Each tag will be returned as a list of values across samples. The format argument controls the output structure.
- get_all_targets(format: str | DataFormat = DataFormat.DICT_NUMPY) Any
Returns all targets across all samples in the specified format.
- get_config(sample_path: str | Path | None = None) Dict[str, Any]
Get the serialzied configuration of this FeatureSet. Sample data is saved to a file and only the filepath is seriallized.
- Parameters:
sample_path (Optional[Union[str, Path]], optional) – A path to save the sample data to. If None, the save path is ‘./data/{self.label}_samples.pkl’. Defaults to None.
- Returns:
The config dict
- Return type:
Dict[str, Any]
- get_subset(name: str) FeatureSubset
Returns the specified subset of this FeatureSet. Use FeatureSet.available_subsets to view available subset names.
- Parameters:
name (str) – Subset name to return.
- Returns:
A named view of this FeatureSet.
- Return type:
- plot_sankey()
Plot a Sankey diagram showing how sample IDs flow across nested FeatureSubsets. Subset hierarchy is determined using dot-notation (e.g., ‘train.pretrain’). Samples with multiple subset memberships will show multiple paths.

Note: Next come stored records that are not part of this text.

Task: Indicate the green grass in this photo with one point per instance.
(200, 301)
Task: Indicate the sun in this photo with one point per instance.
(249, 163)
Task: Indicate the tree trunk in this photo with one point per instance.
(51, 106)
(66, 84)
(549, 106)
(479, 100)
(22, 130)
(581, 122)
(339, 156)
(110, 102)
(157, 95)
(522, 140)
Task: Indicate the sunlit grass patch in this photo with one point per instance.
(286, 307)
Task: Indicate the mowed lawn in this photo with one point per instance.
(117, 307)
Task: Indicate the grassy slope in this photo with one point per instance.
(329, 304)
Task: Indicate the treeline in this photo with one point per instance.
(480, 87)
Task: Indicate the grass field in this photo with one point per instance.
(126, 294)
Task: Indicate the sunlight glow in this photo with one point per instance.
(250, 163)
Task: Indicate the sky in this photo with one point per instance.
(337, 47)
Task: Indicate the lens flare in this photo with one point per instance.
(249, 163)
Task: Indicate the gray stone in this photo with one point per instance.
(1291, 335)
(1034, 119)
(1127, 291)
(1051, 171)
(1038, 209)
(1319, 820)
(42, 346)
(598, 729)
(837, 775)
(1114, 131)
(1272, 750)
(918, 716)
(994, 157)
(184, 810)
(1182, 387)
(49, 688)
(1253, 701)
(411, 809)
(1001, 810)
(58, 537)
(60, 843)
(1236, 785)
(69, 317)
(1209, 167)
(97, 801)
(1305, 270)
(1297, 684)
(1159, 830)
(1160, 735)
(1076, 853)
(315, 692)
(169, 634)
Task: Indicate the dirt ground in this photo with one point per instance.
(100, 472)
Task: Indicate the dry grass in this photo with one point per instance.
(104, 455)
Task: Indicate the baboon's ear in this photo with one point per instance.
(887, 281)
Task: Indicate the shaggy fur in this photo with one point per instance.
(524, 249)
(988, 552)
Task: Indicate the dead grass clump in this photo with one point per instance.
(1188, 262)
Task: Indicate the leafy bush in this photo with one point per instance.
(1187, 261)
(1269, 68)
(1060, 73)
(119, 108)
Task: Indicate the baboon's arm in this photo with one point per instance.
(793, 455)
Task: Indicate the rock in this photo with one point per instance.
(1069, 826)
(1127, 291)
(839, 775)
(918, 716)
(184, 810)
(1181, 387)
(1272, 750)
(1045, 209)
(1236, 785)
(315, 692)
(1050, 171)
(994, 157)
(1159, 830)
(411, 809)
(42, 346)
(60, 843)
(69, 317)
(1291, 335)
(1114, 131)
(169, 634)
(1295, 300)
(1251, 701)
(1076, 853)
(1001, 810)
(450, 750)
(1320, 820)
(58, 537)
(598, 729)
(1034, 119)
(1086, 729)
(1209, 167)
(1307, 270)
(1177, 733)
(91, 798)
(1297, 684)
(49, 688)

- pop_subset(name: str) FeatureSubset
Pops the specified subset (removed from FeatureSet and returned).
- Parameters:
name (str) – Subset name to pop
- Returns:
The removed subset.
- Return type:
- remove_subset(name: str) None
Deletes the specified subset from this FeatureSet.
- Parameters:
name (str) – Subset name to remove.s
- save_samples(path: str | Path)
Save the sample data to the specified path.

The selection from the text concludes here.